Task: Find 2 datasets that you would be interested in exploring, and submit a brief writeup about each.

Overview

Let’s start thinking about the final project! As part of your preparation, we would like you to start searching for data and thinking about the kinds of research questions you’d like to answer.

Sources of Data

The best approach is to start with a problem that interests you, and then look for data. Google will be your friend for finding a dataset. Alternatively, an equally valid approach involves starting with a dataset that looks interesting and designing questions that interest you around that data. Here are some possible data sources, but many more exist:

Requirements

For each dataset that you find, you will submit a short answer of at least 3-4 sentences on each of the following prompts:

  1. Briefly describe your dataset. What is it about? Who collected it? Where did you find it? Provide a link or attachment.

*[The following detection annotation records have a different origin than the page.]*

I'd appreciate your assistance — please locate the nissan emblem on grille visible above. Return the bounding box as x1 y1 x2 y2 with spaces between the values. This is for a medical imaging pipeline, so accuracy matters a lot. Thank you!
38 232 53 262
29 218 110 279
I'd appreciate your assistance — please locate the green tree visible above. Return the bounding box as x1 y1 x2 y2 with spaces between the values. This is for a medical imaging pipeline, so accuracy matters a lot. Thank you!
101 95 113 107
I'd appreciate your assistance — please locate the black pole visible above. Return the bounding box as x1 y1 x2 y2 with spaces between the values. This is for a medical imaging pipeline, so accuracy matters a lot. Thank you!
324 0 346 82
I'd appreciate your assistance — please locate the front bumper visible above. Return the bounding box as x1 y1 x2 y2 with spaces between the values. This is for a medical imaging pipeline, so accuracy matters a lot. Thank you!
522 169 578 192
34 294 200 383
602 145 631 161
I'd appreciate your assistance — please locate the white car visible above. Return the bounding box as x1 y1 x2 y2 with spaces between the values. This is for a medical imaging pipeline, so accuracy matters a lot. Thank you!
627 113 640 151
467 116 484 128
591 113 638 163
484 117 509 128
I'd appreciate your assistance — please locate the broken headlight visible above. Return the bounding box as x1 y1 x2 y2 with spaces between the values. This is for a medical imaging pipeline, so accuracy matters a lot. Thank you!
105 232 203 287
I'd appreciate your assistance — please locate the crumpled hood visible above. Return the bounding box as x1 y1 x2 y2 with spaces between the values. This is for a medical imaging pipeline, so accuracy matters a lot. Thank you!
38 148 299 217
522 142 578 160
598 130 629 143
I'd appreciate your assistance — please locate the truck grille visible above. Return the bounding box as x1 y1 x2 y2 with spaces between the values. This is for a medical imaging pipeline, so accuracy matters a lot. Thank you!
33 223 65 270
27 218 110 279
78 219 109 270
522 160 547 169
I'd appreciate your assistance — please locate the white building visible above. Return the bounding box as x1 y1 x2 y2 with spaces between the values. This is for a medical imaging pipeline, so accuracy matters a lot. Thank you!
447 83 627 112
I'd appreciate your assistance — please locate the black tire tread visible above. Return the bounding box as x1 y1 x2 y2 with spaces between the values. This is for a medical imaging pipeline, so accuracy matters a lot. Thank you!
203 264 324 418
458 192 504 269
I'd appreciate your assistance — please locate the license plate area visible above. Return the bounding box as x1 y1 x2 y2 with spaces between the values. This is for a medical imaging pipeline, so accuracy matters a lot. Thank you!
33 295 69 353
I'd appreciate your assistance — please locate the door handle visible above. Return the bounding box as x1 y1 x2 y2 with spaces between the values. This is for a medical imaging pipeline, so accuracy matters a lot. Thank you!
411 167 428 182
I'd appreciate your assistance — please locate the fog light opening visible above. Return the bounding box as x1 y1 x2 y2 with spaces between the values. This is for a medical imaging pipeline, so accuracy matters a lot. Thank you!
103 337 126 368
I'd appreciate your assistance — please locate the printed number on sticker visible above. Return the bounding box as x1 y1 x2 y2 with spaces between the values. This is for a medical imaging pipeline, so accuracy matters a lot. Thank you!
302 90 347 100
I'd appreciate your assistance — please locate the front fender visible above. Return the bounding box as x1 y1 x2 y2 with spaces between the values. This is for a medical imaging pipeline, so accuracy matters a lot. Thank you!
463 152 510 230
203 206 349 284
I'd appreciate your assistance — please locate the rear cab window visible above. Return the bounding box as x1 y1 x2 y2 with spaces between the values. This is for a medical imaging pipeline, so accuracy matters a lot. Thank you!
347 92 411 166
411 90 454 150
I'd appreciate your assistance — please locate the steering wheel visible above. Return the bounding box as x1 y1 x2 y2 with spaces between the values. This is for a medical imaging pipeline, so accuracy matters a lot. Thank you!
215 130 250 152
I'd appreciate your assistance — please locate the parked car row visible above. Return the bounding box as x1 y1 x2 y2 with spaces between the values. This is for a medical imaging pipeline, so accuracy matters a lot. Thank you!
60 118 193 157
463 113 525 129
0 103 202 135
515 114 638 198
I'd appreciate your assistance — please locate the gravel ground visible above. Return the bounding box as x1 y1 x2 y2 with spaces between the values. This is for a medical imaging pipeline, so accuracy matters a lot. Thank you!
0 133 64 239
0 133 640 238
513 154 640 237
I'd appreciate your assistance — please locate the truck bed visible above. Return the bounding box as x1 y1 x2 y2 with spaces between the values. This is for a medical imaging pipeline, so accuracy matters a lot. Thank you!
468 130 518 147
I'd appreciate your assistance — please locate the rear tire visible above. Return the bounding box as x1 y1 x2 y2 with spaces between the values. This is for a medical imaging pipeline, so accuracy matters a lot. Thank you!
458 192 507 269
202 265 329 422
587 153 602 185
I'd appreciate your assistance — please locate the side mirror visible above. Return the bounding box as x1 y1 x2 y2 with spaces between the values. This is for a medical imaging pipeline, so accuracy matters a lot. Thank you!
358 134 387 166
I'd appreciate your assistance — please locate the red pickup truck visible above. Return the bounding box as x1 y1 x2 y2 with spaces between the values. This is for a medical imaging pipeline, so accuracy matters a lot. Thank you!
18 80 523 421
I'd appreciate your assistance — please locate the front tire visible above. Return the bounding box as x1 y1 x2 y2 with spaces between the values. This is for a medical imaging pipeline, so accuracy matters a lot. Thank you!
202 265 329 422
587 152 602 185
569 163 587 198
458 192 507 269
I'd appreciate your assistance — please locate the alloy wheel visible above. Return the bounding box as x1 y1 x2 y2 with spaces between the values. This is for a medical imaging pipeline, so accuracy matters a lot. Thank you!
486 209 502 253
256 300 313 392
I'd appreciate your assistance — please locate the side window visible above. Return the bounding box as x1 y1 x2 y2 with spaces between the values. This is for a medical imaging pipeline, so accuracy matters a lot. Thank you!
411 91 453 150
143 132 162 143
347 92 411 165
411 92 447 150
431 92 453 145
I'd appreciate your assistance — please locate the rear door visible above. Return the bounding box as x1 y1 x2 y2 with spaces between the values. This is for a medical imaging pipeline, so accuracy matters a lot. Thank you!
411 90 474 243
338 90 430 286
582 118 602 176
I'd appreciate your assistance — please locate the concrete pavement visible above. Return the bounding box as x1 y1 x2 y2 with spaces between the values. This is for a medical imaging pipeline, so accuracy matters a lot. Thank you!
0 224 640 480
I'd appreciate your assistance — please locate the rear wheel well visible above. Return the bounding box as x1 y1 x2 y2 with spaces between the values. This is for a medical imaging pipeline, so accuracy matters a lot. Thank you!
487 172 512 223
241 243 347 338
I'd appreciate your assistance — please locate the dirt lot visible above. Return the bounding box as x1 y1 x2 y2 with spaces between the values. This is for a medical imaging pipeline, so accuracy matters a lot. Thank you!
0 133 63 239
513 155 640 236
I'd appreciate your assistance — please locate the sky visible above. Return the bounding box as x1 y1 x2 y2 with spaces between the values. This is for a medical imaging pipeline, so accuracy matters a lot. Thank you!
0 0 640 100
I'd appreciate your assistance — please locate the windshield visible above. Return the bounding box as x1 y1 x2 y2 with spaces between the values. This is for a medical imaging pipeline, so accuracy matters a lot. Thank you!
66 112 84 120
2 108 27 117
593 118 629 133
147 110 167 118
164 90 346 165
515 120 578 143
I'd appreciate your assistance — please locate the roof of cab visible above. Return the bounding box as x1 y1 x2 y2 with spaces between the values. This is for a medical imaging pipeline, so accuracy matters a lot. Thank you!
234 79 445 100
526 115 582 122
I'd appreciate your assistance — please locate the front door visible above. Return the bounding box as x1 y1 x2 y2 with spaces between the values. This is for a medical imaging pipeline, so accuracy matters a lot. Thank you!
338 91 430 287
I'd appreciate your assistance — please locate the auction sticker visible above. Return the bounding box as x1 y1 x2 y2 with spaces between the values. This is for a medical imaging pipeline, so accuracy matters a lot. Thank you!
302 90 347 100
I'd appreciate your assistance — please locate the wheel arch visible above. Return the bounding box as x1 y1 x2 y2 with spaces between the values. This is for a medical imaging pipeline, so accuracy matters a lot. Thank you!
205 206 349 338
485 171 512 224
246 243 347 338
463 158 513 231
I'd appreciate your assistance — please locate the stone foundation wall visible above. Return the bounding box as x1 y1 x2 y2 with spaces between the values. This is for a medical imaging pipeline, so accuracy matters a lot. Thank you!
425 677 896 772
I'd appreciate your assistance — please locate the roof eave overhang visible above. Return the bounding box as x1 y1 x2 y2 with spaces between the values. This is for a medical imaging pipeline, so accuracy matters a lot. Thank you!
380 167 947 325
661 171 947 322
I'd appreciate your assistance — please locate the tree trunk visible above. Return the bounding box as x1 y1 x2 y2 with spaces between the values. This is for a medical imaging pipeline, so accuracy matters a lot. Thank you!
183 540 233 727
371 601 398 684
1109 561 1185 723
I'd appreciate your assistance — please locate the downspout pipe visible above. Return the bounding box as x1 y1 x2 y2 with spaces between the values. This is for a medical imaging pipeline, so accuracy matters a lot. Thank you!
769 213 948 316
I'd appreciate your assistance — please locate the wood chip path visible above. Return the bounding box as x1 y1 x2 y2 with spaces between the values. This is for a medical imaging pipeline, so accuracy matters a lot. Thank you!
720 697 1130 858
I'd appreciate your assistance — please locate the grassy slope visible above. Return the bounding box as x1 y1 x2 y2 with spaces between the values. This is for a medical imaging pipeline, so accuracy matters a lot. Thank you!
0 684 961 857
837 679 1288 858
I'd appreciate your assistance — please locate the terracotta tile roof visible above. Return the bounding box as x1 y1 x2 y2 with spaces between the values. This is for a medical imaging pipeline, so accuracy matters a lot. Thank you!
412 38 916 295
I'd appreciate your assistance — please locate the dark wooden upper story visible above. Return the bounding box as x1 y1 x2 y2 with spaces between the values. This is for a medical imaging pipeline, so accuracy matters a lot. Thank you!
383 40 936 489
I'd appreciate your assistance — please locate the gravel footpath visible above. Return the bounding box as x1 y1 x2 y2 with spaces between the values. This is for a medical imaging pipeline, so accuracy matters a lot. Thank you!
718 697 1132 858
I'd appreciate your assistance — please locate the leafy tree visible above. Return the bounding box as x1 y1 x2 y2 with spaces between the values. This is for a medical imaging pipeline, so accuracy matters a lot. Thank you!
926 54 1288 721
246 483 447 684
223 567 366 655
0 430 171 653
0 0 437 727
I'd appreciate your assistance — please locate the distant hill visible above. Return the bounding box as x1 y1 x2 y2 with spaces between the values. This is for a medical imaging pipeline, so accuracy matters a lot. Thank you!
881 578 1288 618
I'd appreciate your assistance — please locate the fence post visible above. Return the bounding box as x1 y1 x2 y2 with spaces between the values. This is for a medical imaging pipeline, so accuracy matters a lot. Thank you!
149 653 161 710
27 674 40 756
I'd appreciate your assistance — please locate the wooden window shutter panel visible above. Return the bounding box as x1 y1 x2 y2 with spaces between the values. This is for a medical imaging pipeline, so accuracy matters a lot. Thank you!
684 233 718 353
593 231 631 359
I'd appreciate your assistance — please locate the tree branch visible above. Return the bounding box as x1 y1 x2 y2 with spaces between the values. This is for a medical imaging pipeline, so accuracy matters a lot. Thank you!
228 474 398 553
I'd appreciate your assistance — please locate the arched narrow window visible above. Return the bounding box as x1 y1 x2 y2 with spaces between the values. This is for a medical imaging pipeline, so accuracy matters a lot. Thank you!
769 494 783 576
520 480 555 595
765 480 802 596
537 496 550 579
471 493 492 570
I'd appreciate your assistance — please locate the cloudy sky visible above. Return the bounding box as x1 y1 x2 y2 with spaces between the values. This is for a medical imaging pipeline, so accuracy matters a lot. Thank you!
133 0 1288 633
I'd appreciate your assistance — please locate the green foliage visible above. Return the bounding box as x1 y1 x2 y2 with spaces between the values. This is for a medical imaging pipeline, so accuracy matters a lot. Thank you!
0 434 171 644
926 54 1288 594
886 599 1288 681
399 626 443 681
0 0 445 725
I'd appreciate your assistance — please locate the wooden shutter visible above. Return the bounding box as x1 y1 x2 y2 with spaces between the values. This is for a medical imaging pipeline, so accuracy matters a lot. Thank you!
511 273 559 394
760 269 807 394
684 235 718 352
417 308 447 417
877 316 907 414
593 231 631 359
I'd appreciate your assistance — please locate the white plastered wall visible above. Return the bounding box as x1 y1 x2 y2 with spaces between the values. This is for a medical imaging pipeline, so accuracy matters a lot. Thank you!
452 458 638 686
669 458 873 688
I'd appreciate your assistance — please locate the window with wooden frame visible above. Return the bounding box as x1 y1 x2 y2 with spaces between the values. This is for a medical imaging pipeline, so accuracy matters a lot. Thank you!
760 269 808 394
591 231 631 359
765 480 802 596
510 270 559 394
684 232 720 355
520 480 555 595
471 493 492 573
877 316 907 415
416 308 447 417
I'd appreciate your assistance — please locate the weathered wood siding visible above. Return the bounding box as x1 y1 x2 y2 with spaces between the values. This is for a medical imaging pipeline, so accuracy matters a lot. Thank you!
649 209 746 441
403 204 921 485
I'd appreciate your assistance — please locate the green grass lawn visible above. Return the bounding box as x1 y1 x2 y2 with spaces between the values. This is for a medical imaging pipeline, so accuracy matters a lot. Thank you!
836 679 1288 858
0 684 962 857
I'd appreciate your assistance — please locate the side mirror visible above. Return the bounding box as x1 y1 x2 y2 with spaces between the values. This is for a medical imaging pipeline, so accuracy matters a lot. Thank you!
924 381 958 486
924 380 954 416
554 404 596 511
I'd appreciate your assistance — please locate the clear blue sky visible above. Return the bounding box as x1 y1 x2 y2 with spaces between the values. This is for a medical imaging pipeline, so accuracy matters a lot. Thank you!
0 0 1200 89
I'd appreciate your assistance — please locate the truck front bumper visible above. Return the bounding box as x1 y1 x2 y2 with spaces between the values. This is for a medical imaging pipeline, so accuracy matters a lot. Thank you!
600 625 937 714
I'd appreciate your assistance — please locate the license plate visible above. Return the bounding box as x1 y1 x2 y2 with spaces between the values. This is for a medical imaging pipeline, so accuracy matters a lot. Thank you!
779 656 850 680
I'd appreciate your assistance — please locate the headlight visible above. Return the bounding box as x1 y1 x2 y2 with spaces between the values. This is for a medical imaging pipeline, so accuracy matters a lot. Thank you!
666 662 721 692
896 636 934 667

  2. What makes this dataset interesting to you?

  3. Write and describe at least two potential research questions you might want to explore using this dataset. It’s OK if you don’t know how to answer these questions yet!

  4. Describe at least two potential limitations or biases in this dataset.

Make sure to answer all four questions for each dataset that you find!

Submissions and Grading

You will be graded on the quality and thoughtfulness of your responses, so make sure you are giving adequate time to each question.

There will be no resubmissions or late work accepted since this assignment is a project component. Make sure that you are managing your time wisely!

Submit your work on Gradescope by 7 July 2025, 11:59pm PST. Make sure that you submit a PDF that contains your answers to the questions, about each dataset. We will not be able to grade files that are not PDFs.